The Maisky Diaries present not only a behind-the-curtain look at diplomacy and deception but also a story of intrigue and survival. Ambassador Maisky wormed himself into the innermost workings of the British government; he was the ultimate maker of friends in high places. His address book included private contacts at the highest levels of officialdom, journalism, diplomats, and political insiders. Through sheer ability and a cunning strategy, Maisky constantly put himself in the right place at the right time.
We are indebted to Professor Gabriel Gorodetsky for his incredible work that took more than ten years of exhaustive research and to Tatiana Sorokina and Oliver Ready for the translation that not only captures the sense and meaning of every word and phrase but also the literary talent of a unique and fascinating man. No other personal document of such breadth, value, and size has emerged from the Soviet Archives.
Maisky, an early revolutionary, who in 1919 at age thirty-five abandoned the Mensheviks to join the Bolsheviks, endeared himself to great men of the age: David Lloyd George, Anthony Eden, Joseph Kennedy, Leo Amery, Max Beaverbrook, Lady Astor (whom he described as “a crazy woman),” and Winston S. Churchill. Maisky’s first encounter with Churchill appears to have been in November 1934 at a royal wedding at Westminster Abbey. It was the first time that Maisky has been in a church in decades. Over the ensuing nine years, Maisky and Churchill met frequently to exchange views, swap stories and jokes and, most likely, consume a bit of alcohol.
Not the least of the intrigues in this marvelous work is how Maisky and his wife, Agniya, navigated the vagaries of the Soviet government that ebbed and flowed as a result of Stalin’s paranoia. Called back to Moscow during the height of the purges, Maisky delicately avoided falling into the abyss of an on-going Soviet purge. But, in the end, his own success resulted in his demise as he was arrested, tried, and convicted, not for a political crime but an administrative one.
Despite having incredible access to British power, insight into western policy, and excellent intelligence value, Maisky was not always trusted by the Soviet leadership. He was wrong on most big issues: the opening of the elusive second front and the Nazi perfidy, to name but a few. Yet he understood the British and was able to protect the interests of his homeland.
The Maisky Diaries reveal a vast amount of new information about Churchill’s prewar and wartime musings; they contain many new anecdotes and witticisms, as well as an insight into what others were saying about Churchill. Maisky obviously held Churchill in high regard, and there are fascinating details of the many one-on-one meetings that the two had at familiar locations such as Chartwell, Chequers, and Number 10, as well as in Maisky’s private quarters in the Soviet Embassy in London.

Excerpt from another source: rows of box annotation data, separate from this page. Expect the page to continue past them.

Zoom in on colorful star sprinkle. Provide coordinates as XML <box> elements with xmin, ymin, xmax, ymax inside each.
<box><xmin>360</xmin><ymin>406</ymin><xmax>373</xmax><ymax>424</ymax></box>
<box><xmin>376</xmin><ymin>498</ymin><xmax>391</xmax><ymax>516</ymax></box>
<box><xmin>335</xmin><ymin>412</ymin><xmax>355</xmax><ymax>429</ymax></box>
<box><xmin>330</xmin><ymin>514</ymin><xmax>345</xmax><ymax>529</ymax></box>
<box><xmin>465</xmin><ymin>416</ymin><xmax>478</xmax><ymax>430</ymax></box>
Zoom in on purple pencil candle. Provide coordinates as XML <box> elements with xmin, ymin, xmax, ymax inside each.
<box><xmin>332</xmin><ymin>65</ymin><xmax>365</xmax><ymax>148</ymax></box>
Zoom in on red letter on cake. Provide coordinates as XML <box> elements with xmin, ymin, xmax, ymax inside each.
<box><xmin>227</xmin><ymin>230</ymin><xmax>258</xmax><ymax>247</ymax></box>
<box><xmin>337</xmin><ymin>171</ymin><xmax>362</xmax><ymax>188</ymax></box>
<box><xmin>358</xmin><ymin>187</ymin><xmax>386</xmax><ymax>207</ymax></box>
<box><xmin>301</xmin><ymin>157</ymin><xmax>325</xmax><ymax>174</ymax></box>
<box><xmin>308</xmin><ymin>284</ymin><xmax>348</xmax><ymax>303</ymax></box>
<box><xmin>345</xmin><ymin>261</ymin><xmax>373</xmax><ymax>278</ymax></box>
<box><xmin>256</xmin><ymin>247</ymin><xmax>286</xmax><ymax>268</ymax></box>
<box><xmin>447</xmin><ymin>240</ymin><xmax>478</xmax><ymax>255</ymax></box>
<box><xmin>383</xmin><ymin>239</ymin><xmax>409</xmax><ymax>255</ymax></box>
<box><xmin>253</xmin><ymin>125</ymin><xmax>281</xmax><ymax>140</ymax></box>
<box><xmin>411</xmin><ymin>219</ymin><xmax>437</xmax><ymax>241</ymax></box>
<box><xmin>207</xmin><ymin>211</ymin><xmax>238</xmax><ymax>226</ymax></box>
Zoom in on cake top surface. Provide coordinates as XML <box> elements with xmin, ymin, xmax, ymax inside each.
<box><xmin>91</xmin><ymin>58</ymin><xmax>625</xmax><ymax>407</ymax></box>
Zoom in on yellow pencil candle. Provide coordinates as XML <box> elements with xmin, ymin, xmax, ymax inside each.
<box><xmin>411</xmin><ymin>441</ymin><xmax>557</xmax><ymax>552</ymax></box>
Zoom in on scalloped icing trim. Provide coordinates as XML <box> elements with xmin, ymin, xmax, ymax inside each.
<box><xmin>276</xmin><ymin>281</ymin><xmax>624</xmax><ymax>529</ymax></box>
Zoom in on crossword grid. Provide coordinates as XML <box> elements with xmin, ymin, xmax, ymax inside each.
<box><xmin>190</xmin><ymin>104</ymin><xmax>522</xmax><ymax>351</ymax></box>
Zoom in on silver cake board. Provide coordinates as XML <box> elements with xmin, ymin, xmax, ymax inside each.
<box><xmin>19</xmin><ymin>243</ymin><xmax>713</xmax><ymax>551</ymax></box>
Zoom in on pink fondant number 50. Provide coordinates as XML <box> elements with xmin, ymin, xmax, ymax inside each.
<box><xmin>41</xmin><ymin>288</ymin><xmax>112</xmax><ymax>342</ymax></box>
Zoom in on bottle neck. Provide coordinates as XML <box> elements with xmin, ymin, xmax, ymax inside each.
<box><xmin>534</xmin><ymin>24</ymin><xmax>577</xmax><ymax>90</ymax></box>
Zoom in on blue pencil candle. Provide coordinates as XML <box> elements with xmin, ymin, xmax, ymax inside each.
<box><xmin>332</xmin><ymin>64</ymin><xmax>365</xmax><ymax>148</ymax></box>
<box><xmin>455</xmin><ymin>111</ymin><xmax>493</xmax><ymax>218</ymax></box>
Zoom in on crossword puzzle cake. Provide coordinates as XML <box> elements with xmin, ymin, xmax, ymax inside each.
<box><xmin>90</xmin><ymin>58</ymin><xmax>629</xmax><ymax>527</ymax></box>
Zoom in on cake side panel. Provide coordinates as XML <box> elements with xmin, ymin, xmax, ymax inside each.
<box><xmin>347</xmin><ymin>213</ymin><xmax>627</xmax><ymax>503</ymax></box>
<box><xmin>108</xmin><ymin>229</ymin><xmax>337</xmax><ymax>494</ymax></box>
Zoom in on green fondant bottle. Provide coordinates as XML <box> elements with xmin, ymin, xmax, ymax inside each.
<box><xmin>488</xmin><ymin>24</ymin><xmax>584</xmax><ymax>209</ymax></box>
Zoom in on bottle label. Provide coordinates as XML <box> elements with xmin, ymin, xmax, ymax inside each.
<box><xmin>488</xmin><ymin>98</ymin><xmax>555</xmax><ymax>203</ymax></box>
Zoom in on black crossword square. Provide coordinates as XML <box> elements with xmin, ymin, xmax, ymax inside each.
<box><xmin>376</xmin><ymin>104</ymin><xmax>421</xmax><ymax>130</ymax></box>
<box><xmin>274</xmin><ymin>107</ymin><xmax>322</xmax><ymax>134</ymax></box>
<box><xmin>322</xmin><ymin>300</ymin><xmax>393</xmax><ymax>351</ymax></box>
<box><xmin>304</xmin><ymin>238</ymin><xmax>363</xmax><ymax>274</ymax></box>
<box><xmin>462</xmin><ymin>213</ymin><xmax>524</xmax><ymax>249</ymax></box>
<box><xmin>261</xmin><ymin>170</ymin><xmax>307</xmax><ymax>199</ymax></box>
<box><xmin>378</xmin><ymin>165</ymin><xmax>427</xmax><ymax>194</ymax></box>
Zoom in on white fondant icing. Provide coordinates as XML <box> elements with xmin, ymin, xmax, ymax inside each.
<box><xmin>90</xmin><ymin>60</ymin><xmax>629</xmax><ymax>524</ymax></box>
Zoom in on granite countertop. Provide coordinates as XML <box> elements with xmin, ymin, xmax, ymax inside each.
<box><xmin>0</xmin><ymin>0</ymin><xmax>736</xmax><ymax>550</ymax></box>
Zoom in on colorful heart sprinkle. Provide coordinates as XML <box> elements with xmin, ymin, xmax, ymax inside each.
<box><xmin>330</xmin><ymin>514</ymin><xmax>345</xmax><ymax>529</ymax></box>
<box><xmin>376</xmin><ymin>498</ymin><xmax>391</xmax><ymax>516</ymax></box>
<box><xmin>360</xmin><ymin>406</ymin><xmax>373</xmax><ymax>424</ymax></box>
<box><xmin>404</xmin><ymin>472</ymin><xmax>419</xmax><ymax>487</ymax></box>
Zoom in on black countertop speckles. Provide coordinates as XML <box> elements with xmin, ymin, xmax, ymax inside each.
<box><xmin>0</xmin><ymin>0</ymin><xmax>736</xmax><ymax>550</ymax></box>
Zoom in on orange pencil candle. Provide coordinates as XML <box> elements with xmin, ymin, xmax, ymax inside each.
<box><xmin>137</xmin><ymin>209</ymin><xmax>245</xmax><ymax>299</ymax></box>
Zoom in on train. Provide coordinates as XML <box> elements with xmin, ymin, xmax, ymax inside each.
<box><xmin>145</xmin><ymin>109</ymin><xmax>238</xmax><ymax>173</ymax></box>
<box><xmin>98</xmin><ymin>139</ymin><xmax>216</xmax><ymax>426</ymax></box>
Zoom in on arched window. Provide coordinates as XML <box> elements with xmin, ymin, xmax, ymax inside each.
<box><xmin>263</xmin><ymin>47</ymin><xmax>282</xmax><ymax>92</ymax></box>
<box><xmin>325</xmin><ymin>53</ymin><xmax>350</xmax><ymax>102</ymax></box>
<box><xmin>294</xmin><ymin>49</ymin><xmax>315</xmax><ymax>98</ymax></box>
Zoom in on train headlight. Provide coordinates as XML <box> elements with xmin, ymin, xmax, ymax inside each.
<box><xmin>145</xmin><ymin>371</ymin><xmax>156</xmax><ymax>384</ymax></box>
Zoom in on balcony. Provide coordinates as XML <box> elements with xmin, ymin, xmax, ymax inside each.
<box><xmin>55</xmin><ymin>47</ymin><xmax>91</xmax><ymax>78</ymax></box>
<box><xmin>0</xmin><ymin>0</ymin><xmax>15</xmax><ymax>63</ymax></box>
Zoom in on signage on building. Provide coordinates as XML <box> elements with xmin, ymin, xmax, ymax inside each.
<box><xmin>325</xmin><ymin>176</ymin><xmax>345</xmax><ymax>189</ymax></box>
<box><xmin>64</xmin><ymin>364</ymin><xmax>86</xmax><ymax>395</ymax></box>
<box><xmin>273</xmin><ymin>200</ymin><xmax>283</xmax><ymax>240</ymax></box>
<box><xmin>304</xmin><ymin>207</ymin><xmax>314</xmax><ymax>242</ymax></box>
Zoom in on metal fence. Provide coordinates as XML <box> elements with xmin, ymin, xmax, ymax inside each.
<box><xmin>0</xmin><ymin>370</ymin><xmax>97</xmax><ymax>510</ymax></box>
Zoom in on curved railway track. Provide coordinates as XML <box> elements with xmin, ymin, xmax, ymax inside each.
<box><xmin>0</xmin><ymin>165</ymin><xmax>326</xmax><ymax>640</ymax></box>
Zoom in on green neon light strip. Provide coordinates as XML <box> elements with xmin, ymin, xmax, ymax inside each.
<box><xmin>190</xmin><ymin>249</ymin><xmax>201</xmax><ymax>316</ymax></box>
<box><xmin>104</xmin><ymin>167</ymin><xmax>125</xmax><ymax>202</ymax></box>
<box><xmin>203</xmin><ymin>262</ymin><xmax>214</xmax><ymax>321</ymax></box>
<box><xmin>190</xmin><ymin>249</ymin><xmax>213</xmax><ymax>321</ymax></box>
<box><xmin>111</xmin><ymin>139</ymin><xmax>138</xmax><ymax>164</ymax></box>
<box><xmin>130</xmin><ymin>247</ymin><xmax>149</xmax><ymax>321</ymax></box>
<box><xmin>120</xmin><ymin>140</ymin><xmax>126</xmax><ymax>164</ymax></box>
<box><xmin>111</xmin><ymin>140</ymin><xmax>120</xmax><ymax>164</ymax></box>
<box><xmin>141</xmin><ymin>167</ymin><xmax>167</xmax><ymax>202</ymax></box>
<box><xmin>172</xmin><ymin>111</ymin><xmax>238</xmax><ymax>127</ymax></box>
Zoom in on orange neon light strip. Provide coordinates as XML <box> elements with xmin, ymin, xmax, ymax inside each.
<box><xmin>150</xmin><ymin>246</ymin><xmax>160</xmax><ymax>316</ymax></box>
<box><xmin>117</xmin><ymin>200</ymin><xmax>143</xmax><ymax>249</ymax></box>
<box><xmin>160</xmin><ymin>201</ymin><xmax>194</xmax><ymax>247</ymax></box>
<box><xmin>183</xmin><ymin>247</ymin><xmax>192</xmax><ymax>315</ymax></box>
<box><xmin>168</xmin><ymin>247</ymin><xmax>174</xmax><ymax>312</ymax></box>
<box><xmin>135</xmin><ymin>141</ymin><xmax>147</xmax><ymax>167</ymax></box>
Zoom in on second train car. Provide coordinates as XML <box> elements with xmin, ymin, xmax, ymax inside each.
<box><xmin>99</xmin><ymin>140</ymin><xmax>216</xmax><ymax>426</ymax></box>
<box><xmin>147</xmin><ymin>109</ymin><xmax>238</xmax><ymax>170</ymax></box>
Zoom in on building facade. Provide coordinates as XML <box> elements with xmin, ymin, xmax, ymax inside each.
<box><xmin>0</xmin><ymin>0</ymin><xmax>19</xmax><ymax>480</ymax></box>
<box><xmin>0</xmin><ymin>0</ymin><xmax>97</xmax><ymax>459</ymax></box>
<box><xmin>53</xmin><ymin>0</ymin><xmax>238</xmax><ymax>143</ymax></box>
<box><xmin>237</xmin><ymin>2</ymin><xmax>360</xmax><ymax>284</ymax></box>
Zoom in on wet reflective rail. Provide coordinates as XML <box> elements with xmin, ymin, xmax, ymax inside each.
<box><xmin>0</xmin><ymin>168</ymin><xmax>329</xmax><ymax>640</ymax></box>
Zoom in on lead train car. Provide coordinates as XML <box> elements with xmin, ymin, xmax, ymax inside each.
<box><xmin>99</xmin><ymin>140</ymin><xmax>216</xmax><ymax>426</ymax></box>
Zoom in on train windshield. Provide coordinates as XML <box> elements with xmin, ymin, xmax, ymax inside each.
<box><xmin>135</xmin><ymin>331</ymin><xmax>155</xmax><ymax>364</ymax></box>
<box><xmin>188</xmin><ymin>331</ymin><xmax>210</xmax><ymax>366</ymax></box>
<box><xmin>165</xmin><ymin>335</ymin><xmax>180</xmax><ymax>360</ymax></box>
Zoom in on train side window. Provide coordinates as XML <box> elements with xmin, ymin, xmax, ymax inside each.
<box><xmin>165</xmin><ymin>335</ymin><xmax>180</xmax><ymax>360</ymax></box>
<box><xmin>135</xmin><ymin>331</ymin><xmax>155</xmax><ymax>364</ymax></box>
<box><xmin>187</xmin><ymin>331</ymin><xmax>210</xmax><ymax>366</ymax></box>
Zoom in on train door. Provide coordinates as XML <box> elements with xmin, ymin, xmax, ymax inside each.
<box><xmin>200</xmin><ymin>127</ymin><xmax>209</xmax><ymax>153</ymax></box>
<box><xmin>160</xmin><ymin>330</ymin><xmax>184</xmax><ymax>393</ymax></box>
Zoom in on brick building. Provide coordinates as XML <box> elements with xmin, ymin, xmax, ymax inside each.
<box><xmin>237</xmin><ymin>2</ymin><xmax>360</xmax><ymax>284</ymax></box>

Their frequent encounters at social and political events from football games to funerals often resulted in sidebar conversations that revealed policy and personnel changes that are all chronicled in these diaries.
But, in the end, they both knew that when Maisky was summoned to Moscow in 1943, the termination of an era was at hand. The inherent insecurity of the Soviet leadership moved to checkmate its own best chess piece. Maisky was ever the best defender of the very same power that he knew to be his mortal enemy. Nevertheless, he remained confident in his own abilities; he knew well the art of walking the diplomatic tightrope.
The Maisky Diaries is an indispensable resource for historians, students, and researchers: a primer for the arts of statesmanship and international relations work from the vantage point of one who understood the game and whose instincts served him well. Make no mistake: this is not an easy read, but it is an important one. Although Churchill is renowned as the British bulldog, Maisky was a bulldog of a different breed. These were men whose fortitude and dedication will stand forever as an example of loyalty to their cause.